Questionnaire-based measures of other psychopathology
Comorbid psychopathology was assessed using the Hospital Anxiety and Depression Scale (HADS). Reference Zigmond and Snaith30
Neurocognitive measures
As MANTRA targets cognitive inflexibility, three set-shifting tasks were administered: Brixton Spatial Anticipation Task (BSAT), Reference Burgess and Challice31 Wisconsin Card Sorting Task (WCST) Reference Heaton, Chelune, Talley, Kay and Curtiss32 and Trail Making Task (TMT). Reference Kravariti, Morris, Rabe-Hesketh, Murray and Frangou33
Service utilisation
No formal assessment of service utilisation was conducted. Information about additional intensive eating disorder treatment (in-patient or day-care treatment) was obtained from patients’ case notes.
Other measures
Treatment expectation and satisfaction were assessed using visual analogue scales at the beginning and end of treatment respectively. A range of additional measures assessed other aspects of the MANTRA model. These are reported separately.
Sample size
Calculations were based on the mean weight gain (7 kg) of an unpublished series of ten patients treated with MANTRA and mean weight gain for SSCM (4 kg) described in McIntosh et al. Reference Mclntosh, Jordan, Carter, Luty, McKenzie and Bulik16 A sample size of 29 per group would have 80% power to detect a difference in mean weight gain of 3 kg, assuming a common standard deviation of 4 kg using a two group t-test with 0.05 two-sided significance level. A drop-out rate of 15% was allowed for, increasing the required sample size to 35 per group.
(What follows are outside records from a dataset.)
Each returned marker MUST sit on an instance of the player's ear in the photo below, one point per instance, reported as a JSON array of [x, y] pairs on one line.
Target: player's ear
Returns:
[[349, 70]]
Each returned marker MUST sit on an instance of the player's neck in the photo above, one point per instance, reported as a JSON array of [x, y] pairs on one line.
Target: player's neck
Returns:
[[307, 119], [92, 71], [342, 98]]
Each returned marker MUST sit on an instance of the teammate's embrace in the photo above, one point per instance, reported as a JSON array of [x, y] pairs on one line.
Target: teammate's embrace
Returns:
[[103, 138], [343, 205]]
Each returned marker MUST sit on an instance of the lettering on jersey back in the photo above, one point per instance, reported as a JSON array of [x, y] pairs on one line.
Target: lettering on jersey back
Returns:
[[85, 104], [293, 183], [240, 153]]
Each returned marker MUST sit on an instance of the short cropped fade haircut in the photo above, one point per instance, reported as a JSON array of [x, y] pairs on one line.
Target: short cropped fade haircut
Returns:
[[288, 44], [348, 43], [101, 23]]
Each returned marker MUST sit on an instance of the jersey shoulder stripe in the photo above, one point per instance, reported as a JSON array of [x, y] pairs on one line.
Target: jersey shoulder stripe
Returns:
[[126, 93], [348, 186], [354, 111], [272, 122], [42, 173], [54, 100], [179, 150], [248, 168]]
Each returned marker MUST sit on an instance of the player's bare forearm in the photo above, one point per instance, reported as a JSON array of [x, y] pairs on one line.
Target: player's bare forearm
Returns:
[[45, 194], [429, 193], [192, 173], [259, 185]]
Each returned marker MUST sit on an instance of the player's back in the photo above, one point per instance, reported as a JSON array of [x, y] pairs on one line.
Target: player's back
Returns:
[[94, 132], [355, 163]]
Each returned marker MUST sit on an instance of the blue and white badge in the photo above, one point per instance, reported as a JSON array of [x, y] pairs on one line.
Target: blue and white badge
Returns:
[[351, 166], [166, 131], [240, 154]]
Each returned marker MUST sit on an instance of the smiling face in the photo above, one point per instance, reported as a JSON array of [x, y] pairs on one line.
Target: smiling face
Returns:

Randomisation, masking and protection against bias
Patients were randomised after baseline assessment. A researcher independent from the trial team generated the randomisation codes using a computerised system. Randomisation was stratified by eating disorder severity (BMI above or below 15 kg/m2). Treatment assignment codes were contained in numbered sealed opaque envelopes held by the independent researcher. An administrator was notified of treatment allocation and then sent a letter to inform the patient.
Outcome assessments were conducted by two assessors masked to treatment allocation. Participants were reminded at the beginning of each assessment not to reveal their treatment allocation to the assessor. To test masking success, assessors were asked to guess the treatment group of the participant after the end of each participant's participation in the study. Treatment allocation was guessed correctly in 53.5% of cases, i.e. masking was successful.
Statistical analysis
The purpose of the statistical analyses was to compare outcome variables between the two treatment arms, MANTRA and SSCM. All statistical analyses were performed in Stata version 11 for Windows XP, following the intention-to-treat principle.
The primary outcomes were BMI score, weight and EDE global score at months 6 and 12. The secondary outcomes were HADS depression score, HADS anxiety score, CIA score, BSAT score, WCST score and TMT time at months 6 and 12.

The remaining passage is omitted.